Summer Fitness

With summer here, I'm sure most of you have fallen prey to the summer fitness neglect program, come on, you know it's true, you've decided to slow down or stop your fitness routine because it's finally here! The nice weather, the back yard BBQ's, the pool parties, landscaping, washing the car, the beach, social gatherings or whatever else you want to call it. I hear it all the time, "I'm not motivated in the summer time" "I'm going to do my walking outside" or "it's summer, I'll do my fitness routine later" "I'm too busy" Sound familiar? Then I hear it in September "Well, now it's time to get back at it" or "I never should have stopped, now i have to lose 10 pounds from the summer" "Help me!"
Why not make this summer different? Why not choose to continue to keep it up this time? Why come back and have to start all over again when you don't have to? Well, here are some tips to help you if you so choose:
Set a Goal: I know you've heard it many times before and you know what, experts tell you to set goals because they work, period!
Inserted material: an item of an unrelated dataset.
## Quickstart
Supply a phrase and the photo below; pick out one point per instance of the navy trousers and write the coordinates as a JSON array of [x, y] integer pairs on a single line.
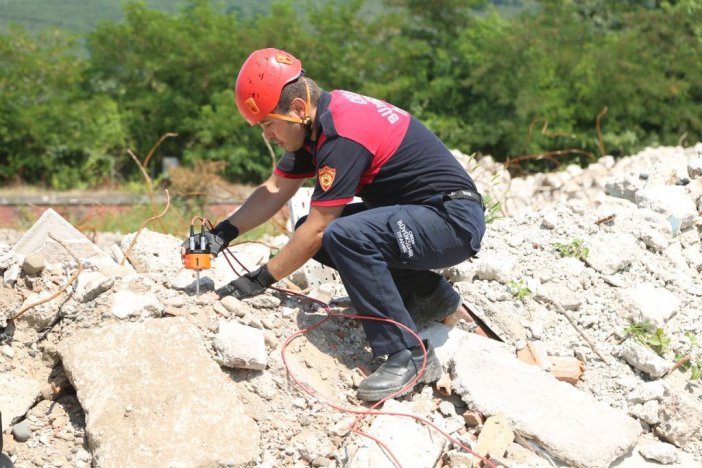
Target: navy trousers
[[382, 254]]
Set some realistic and measurable goals this summer...maybe only a slice of pecan pie instead of the whole pie, maybe add some chicken breasts to the BBQ or add that fruit and veggie tray with light dip instead of the usual snack tray. Instead of not going to the gym, set a goal to make it 2-3 times a week. Setting goals keeps you focused and really puts in front of you what's most important...your health.
Motivation : Saying you're going to get in sick shape this summer and actually doing it are two different things. In most cases, the biggest problem is motivation. At the end of the day, only you can decide if you're going to put down that cookie or go the extra 10 minutes on the Treadmill. The fix...try a workout partner Your partner can be your sibling, boyfriend or best friend, as long as they make the same commitment to summer fitness that you're making. Find a partner, and you've got yourself a fitness challenge! or hire a trainer for the summer and guarantee that you'll be in your best shape for the beach and to help keep you motivated and on track!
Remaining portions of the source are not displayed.